Moving right along, consider how to parallelize the third loop around the micro-kernel: This reminds us of Unit 4.1.1 (parallelizing the IJP loop) and Unit 4.3.2 (paralellizing the first loop around the micro-kernel),

\begin{equation*} \left( \begin{array}{c} C_0 \\ \hline \vdots \\ \hline C_{M-1} \end{array} \right) := \left( \begin{array}{c} A_0 \\ \hline \vdots \\ \hline A_{M-1} \end{array} \right) B + \left( \begin{array}{c} C_0 \\ \hline \vdots \\ \hline C_{M-1} \end{array} \right) = \left( \begin{array}{c} A_0 B + C_0 \\ \hline \vdots \\ \hline A_{M-1} B + C_{M-1} \end{array} \right), \end{equation*}

except that now the sizes of the row panels of $C$ and blocsk of $A$ are larger. The bottom line: the updates of the row-panels of $C$ can happen in parallel.

###### Homework4.3.4.1.

In directory Assignments/Week4/C,

• Copy Gemm_MT_Loop2_MRxNRKernel.c. into Gemm_MT_Loop3_MRxNRKernel.c.

• Modify it so that only the third loop around the micro-kernel is parallelized.

• Execute it with

export OMP_NUM_THREADS=4
make MT_Loop3_8x6Kernel


• Be sure to check if you got the right answer!
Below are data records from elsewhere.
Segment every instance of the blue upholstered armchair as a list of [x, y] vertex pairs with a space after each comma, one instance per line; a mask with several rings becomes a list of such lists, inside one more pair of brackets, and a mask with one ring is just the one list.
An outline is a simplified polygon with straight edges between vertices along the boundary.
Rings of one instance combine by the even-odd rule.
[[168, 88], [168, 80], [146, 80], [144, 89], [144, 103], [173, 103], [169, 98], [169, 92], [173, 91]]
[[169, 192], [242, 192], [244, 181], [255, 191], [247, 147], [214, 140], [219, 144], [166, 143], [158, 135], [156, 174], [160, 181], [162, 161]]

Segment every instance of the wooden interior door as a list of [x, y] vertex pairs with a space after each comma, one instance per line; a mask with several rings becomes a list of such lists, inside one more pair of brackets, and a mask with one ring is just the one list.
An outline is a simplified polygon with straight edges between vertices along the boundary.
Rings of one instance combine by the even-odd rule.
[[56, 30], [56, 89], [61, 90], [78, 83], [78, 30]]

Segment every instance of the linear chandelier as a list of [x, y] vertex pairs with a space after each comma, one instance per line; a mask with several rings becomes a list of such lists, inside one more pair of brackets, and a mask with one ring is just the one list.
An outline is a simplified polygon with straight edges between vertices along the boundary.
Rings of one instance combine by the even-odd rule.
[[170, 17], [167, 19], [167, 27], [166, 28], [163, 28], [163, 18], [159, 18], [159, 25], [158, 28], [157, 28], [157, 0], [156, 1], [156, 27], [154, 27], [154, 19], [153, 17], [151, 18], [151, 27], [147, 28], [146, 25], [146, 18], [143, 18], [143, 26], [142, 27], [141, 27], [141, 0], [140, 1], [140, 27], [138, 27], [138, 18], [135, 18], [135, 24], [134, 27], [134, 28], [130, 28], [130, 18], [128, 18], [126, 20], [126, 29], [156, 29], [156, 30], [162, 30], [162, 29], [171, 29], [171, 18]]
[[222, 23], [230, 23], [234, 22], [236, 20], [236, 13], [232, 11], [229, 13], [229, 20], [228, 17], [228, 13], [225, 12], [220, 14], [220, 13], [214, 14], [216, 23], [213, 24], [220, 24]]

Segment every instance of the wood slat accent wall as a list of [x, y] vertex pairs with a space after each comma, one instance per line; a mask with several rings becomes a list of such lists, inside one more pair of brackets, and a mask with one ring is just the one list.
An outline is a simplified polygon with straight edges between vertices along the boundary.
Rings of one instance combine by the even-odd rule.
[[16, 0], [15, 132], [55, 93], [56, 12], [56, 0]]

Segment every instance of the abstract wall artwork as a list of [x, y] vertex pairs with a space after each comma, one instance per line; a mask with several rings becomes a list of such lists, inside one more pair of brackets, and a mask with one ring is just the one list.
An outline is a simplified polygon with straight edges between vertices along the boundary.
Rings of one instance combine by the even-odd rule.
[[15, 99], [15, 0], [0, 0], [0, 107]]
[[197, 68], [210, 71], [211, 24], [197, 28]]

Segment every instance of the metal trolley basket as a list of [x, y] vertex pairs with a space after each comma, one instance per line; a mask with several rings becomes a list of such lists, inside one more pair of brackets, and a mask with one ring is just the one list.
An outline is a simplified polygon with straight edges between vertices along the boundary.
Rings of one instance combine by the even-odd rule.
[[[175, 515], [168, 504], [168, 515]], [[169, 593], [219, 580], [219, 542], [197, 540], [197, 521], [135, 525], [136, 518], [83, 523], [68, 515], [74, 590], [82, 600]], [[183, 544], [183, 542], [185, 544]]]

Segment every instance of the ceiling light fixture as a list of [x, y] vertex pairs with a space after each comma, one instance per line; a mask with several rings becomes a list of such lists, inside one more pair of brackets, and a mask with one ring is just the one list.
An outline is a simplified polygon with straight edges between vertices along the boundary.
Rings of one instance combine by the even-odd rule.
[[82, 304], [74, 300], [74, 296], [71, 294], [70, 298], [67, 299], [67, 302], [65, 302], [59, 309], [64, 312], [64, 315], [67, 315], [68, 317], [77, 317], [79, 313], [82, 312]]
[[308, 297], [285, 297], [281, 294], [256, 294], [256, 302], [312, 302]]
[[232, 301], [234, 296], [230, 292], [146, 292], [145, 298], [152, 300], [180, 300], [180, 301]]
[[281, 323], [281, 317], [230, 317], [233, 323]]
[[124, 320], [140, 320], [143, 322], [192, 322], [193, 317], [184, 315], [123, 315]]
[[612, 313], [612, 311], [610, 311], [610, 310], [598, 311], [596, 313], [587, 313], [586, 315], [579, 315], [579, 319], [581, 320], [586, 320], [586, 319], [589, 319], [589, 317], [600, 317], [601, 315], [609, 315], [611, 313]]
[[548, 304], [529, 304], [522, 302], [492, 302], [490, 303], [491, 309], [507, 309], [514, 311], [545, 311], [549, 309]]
Parallelizing this loop is a bit trickier... When you get frustrated, look at the hint. And when you get really frustrated, watch the video in the solution.

• View the resulting performance with data/Plot_MT_performance_8x6.mlx, uncommenting the appropriate sections.

Hint

Parallelizing the third loop is a bit trickier. Likely, you started by inserting the #pragma statement and got the wrong answer. The problem lies with the fact that all threads end up packing a different block of $A$ into the same buffer $\widetilde A \text{.}$ How do you overcome this?

Solution

On Robert's laptop (using 4 threads): So what is the zigzagging in the performance graph all about? This has to do with the fact that $m / MC$ is relatively small. If $m = 650\text{,}$ $MC = 72$ (which is what it is set to in the makefile), and we use $4$ threads, then $m / MC = 9.03$ and hence two threads are assigned the computation related to two blocks of $A \text{,}$ one thread is assigned three such blocks, and one thead is assigned a little more than two blocks. This causes load imbalance, which is the reason for the zigzagging in the curve.

So, you need to come up with a way so that most computation is performed using full blocks of $A$ (with $MC$ rows each) and the remainder is evenly distributed amongst the threads.

###### Homework4.3.4.2.
• Copy Gemm_MT_Loop3_MRxNRKernel.c. into Gemm_MT_Loop3_MRxNRKernel_simple.c to back up the simple implementation. Now go back to Gemm_MT_Loop3_MRxNRKernel.c and modify it so as to smooth the performance, inspired by the last video.

• Execute it with

export OMP_NUM_THREADS=4
make MT_Loop3_8x6Kernel


• Be sure to check if you got the right answer!

• View the resulting performance with data/Plot_MT_performance_8x6.mlx.

• You may want to store the new version, once it works, in Gemm_MT_Loop3_MRxNRKernel_smooth.c.

Solution

On Robert's laptop (using 4 threads): What you notice is that the performance is much smoother. Each thread now fills most of its own L2 cache with a block of $A \text{.}$ They share the same row panel of $B$ (packed into $\widetilde B$). Notice that the packing of that panel of $B$ is performed by a single thread. We'll get back to that in Section 4.4.